Carnosine capsules could have many uses
AN OVER-the-counter supplement is being trialled as a potentially cheap and safe way of treating a wide range of the most common age and lifestyle-related diseases.
Chronic diseases such as type 2 diabetes, cardiovascular disease, dementia, and cancer could be treated using carnosine, naturally occurs in the muscles, heart and brain of humans and animals, but not in large enough quantities for people to get enough through their diet. It is sold in capsules marketed to improve exercise capacity and for suggested anti-ageing properties.
Instead of using medication to improve a single issue, Monash University researchers are taking a different tack to disease prevention, testing whether carnosine can target the actual mechanisms that drive several chronic diseases.
More than 2000 studies in animals and cells have shown its beneficial effects. Now Victorians will be part of some of the first human clinical trials.

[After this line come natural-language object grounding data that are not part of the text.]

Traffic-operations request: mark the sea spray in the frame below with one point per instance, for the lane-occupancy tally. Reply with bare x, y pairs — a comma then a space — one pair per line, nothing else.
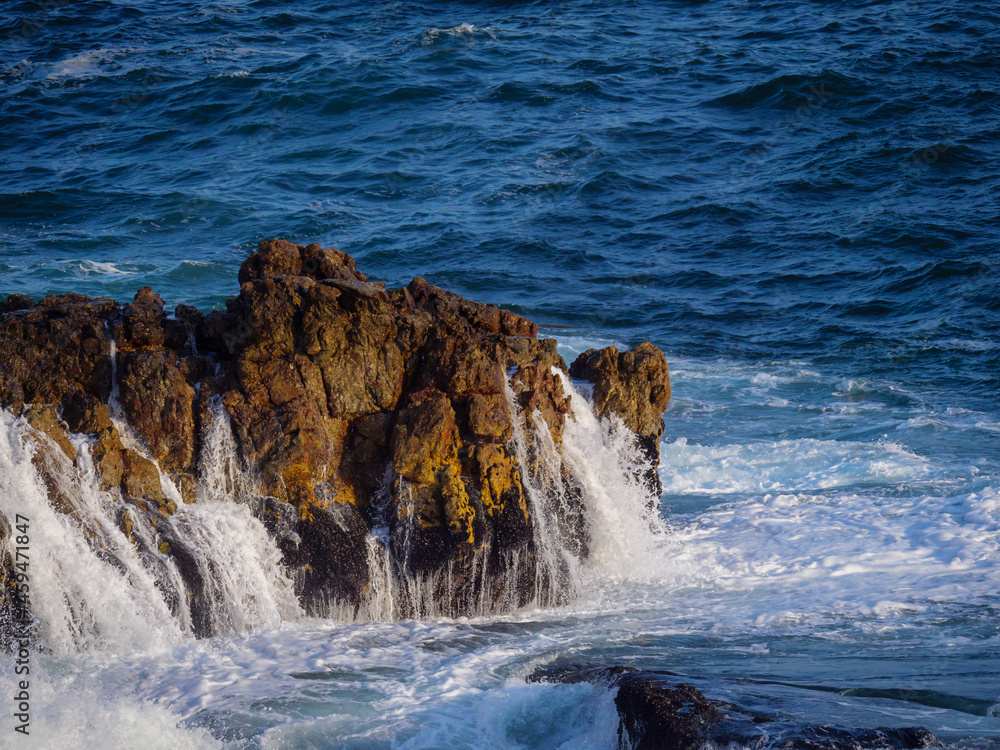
90, 591
234, 566
108, 574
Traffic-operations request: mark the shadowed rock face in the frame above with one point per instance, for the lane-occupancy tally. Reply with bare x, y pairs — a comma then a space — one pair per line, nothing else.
635, 385
656, 712
355, 405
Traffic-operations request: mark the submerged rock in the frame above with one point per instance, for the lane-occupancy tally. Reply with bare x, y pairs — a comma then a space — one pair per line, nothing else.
657, 712
412, 411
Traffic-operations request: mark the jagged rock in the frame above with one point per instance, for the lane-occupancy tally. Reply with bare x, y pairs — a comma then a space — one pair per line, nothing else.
354, 407
656, 712
635, 385
657, 717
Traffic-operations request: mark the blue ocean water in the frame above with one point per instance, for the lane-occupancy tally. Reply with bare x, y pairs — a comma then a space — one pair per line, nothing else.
797, 201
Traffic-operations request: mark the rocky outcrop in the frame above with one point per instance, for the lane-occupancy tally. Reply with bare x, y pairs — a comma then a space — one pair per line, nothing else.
657, 712
635, 386
410, 410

In 84 overweight and obese adults, and 50 people with type 2 diabetes or pre-diabetes, carnosine’s effects will be measured on everything from body fat, blood pressure, blood glucose, sleep, depression and cognition.
Associate Professor Barbora de Courten said the two trials were testing the hypothesis that carnosine could improve disease markers.
“Unlike a drug that usually works on one pathway and improves only one risk factor, carnosine actually targets the mechanisms underlying many chronic diseases. That’s the fascinating thing about carnosine,” she said.
“It’s cheap, water soluble and easy to mix into foods.
“If it works, it will be easy to implement at the population level.
“If it works well in several different diseases you could mix the powder into muesli bars or other food products.”